An Irishman's Diary

LIKE many an elite sportsman before him, Con McCarrick will miss the World Championships because of injury

LIKE many an elite sportsman before him, Con McCarrick will miss the World Championships because of injury. Not that he would have been competing himself. Going on 81, he is a few years past his best as a draughts grandmaster. His main role in the sport these days is coaching.

When I dropped by his Dundalk home the other night, he was helping with the last-minute preparations of his protégé Garret Owens, one of four Irish players flying out to Beijing this week for the first World Mind Sports Games. Con would have been flying out with him until he fell and broke his hip in July. For the moment, he's not going anywhere except in a zimmer-frame.

It's only a temporary setback for a man who, 60 years ago, shot himself in the knee accidentally while out hunting pigeons and defied medical advice that his leg should be amputated before training himself back to full fitness. Even with his current disability, he remains a ball of energy, mental and physical.

But he deserves to be in Beijing if only because he has spent the past 30 years campaigning to have the game he loves recognised by the Olympic movement.

READ MORE

This is the nearest it has got so far. Along with chess, bridge, Go, and xiangqi (Chinese chess), it will showcase itself in the Chinese capital, site of the summer games, as a further nudge to the International Olympic Committee. In proof of its commitment, competitors will even be dope-tested.

The tests are a cause of some mirth among draughts players. Nobody is quite sure what drugs you need to take to improve your performance in a mental game with 500 billion billion permutations. But physical fitness is certainly among the requirements. A self-employed builder, Owens's regimen includes gym work preparing for the 14-hour days of tournament competition.

That draughts remains an under-appreciated sport in Ireland is no fault of Con McCarrick. After years in England - he used to sell Socialist Worker on the streets of London, rubbing shoulders with the likes of Paul Foot and John Pilger - he came home in the mid-1970s and founded the Irish Draughts Association.

In 1982, he helped heighten its profile by setting a world record for simultaneous games, playing 154 people in Dundalk, with 136 wins, 17 draws, and one defeat. (The record now stands at 306, set by Mississippi's Charlie Walker. But Owens will try to reclaim it for Ireland next year when he plays 500 people in Dublin.) McCarrick is not just a giant of Irish draughts, however. A mark of his international reputation is that he was chosen to referee a famous match in 1992 between his friend, the then world champion Marion Tinsley - still the greatest player the game has known - and a computer called Chinook.

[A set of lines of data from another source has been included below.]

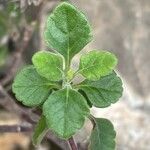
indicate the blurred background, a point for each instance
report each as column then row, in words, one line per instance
column 119, row 26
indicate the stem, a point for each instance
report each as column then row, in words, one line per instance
column 15, row 128
column 72, row 144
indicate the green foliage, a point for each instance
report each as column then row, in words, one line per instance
column 48, row 65
column 40, row 131
column 104, row 91
column 65, row 111
column 67, row 31
column 30, row 88
column 48, row 83
column 95, row 64
column 103, row 135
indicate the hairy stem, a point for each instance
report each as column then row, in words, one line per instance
column 15, row 128
column 72, row 144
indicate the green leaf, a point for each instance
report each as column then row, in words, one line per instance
column 103, row 135
column 39, row 131
column 30, row 88
column 67, row 30
column 48, row 65
column 65, row 112
column 103, row 92
column 96, row 64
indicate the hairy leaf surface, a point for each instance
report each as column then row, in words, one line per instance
column 103, row 92
column 48, row 65
column 65, row 112
column 96, row 64
column 103, row 135
column 67, row 30
column 39, row 131
column 30, row 88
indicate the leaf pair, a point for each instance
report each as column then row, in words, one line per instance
column 48, row 82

Chinook is to draughts what Deep Blue is to chess - except that in 2007, after 18 years of development, Chinook's programmers went further than Deep Blue's ever could and declared it unbeatable. It would not necessarily win every time, they said, but could not lose even to a perfect game. As one computer scientist commented: "This programme could play draughts against God and it would get a draw." (McCarrick disputes this.)

But in 1992, Chinook was still learning the ropes and Tinsley - a US maths professor - beat it in a series 4-2, with 33 draws. McCarrick retains the handwritten score-sheets form the event (as in chess, these are analysed minutely). And, his excitement undimmed, he shows me the sheet for game 39: "In my opinion the greatest ever".

With only two of the maximum 40 games remaining, the computer was by then playing to keep the series alive; and the contest hinged on an unexpected move that Tinsley took 26 minutes - an eternity in draughts time - to study. During that period he visualised 46 moves ahead and outwitted the computer to take an unassailable lead.

In a rematch in 1994, Chinook was leading when Tinsley had to withdraw because of ill-health. He died several months later, to his Irish friend's great grief.

Draughts may have been "solved" in mathematical terms. But human supremacy at the game remains much prized and, drawing on the tradition set by people such as McCarrick and the former world number two Pat McCarthy, Ireland still looms large in the competition.

Of the four players going to Beijing, says Owens, "one of us should get a medal". Unfortunately, they may have to beat each other to do it. Owens's first game is against Patricia Breen from Carlow: Irish women's champion since the age of 12 and world champion in her gender from 1993 until she was beaten by an opponent from Turkmenistan last year.

Con McCarrick had a stroke seven years ago, but you wouldn't know it to look at him. Were it not for the hip, he could probably still demonstrate how he won several cups for ballroom dancing, if not how he set an unofficial Irish record for running the mile while a student at St Nathy's College, Ballaghaderreen (he was born in nearby Sligo) in 1946.

His mental sharpness is a testament to a lifetime playing one of the world's oldest board games. He can still recall all the moves from matches of 30 years ago. But he credits sobriety as well as draughts for his condition. "I never drank," he says.

"That was a blessing. You can achieve so many things when you don't drink."